いざ、始まってしまえばパーティーはとても楽しいものだった。友美が用意してくれた肉やパスタ、スイーツの数々は美味しくて、ついつい食べこんでしまった。それはこの場にいる全員に言えることで、みんな「美味しい」と口を揃えて用意されたものを食べていた。
「どう、美味しい?」
 友美が明るい調子で声をかけてきた。
「美味しいよ」
「良かった。用意した甲斐があったよ」
「どうやって、こんな量を用意したの?」
「週一でお手伝いさんが私の様子を見に来るんだけど、昨日来てくれたから手伝ってもらった」
「へえ、そうなんだ」
「二人で用意するの大変だったから、喜んでもらえて嬉しい」
「え、二人?」

 私は思わず質問していた。この時、友美の表情が一瞬だけ曇ったような気がした。それでも、彼女はすぐに明るい調子に戻ってこう答えた。
「私の両親、仕事が忙しくてさ。いつも家に居ないんだよね。だから、普段は一人で過ごしているんだ」
「そうなんだ、知らなかった、よ……」
「いいの、由香里には今まで全然言ってなかったもん。そんな、暗い顔しなくても大丈夫だよ」

 私はいつの間にか暗い顔をしていたようだった。その訳は、彼女も大変なのだなと思ったことと、それまで彼女がこの事を伝えてくれなかったことのショックが混じったからかもしれない。それと同時に、ああ、私は彼女に頼られていなんだなと直感的に思った。ちょっぴり傷ついた。直後、彼女は別の友達に呼ばれて向こうへと行ってしまった。
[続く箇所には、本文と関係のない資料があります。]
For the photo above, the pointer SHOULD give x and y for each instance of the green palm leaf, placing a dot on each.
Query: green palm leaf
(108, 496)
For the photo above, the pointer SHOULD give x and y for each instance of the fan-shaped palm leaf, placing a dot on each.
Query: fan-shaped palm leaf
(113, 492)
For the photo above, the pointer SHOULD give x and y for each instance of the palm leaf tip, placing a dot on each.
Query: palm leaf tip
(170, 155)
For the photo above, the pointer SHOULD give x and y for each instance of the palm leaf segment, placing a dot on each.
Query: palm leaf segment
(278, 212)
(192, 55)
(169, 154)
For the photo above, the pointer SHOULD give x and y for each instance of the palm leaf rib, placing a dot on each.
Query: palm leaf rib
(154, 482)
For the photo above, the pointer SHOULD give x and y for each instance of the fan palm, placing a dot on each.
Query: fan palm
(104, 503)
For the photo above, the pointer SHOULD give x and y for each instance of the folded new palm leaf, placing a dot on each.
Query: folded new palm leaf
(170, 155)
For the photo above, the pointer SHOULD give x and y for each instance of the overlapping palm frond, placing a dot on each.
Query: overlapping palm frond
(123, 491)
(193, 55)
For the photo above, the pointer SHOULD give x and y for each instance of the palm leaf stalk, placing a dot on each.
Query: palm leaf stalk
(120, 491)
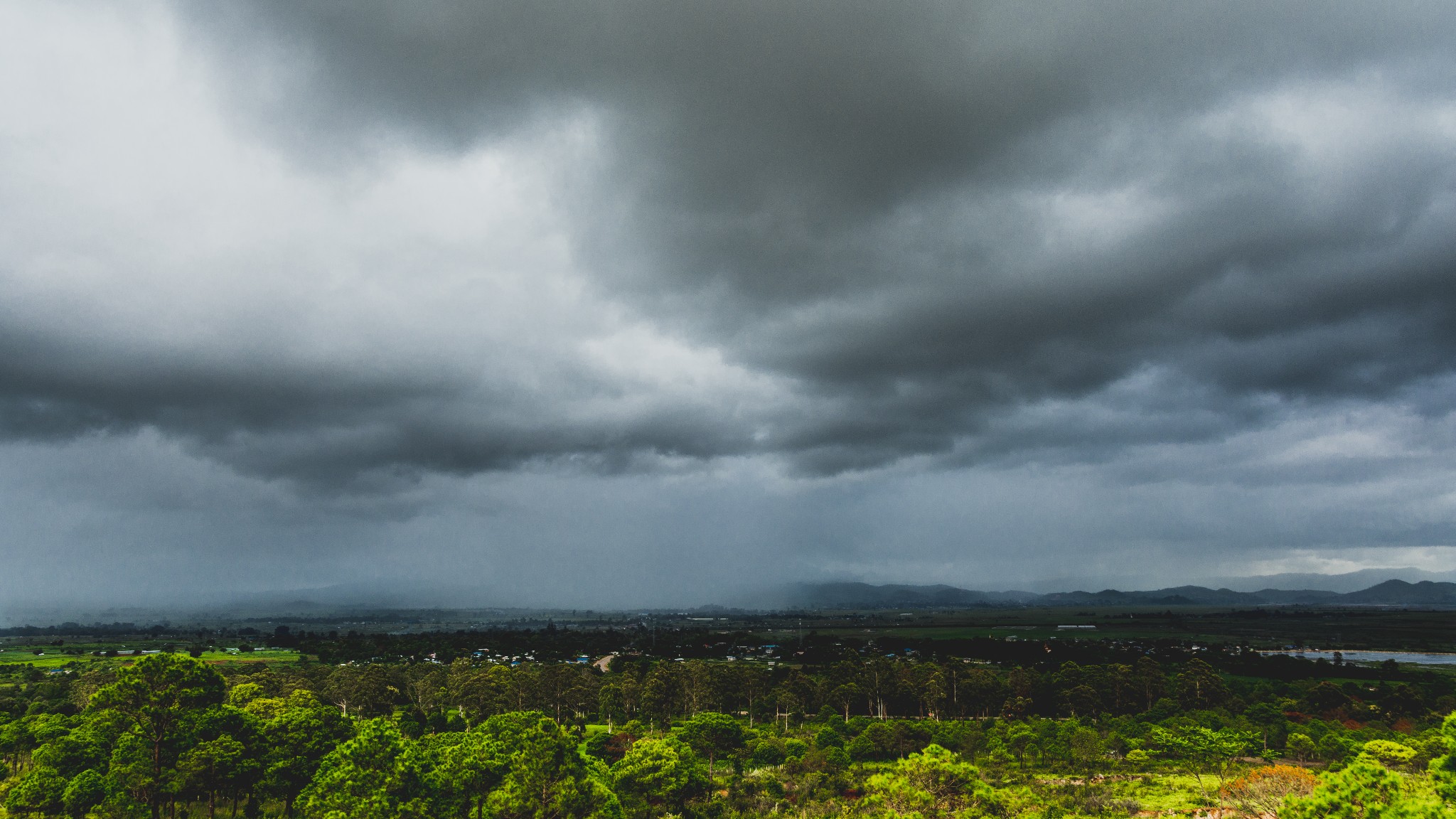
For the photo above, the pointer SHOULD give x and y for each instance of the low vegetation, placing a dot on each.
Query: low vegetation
(169, 735)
 この頃の私は友美のことを不信に思う反面、心のどこかで頼ろうとしていたのだと思う。それはなぜか。なぜなら、私は独りだと思っていたからだ。いくら表ではいろんな交流や仲間がいようと、裏にどうしても満たされない気持ちがあった。私は寂しかった。


 パーティーが続いている中、私は幾人かとの新しい出会いがあった。
「こんにちは。はじめましてかな?」
「はじめまして……」
「あ、私は桜木かりんっていうの。友美の中学の同級生」
「はぁ」
「よろしくね!」
「よろしく……」

 桜木かりんはとてもお洒落な人だった。流行の色味のニットにダメージジーンズ。ニット帽に少し長めの黒髪。手にはドリンクの入ったグラス。同い年の高校生には見えなかった。彼女はすぐに私の横にあったソファーに座り込んだ。すると彼女は、私にも座るように促した。
「座ったら?」
「じゃあ、遠慮なく」
 私もソファーに座る。かりんさんはグラスに入ったドリンクを一気に飲むと、私の方を向いた。私はなんだか照れた。
「友美は学校ではどうしているの?」
 彼女に質問に私はどう答えて良いのか分からず、少し考えた。不自然に間が空く。少し焦って、私は答えを絞り出した。
「ええと、そうですね。彼女は普通に頑張ってますよ。友達のこととか、勉強のこととか」
 かりんさんはそれを聞いて、神妙な表情で窓の方を見つめる。目は遠くを見ていた。

「そうか、友美、やっぱり頑張っちゃっているのか……」
「頑張っちゃってるとは、どういうことですか?」
 友美が用意していた広間中に設置されているスピーカから、流行りのクリスマスソングが流れている。私とかりんさんにとっては場違いだったのだが、逆にそれが良かった。かりんさんは言葉を選ぶような感じで答えてくれた。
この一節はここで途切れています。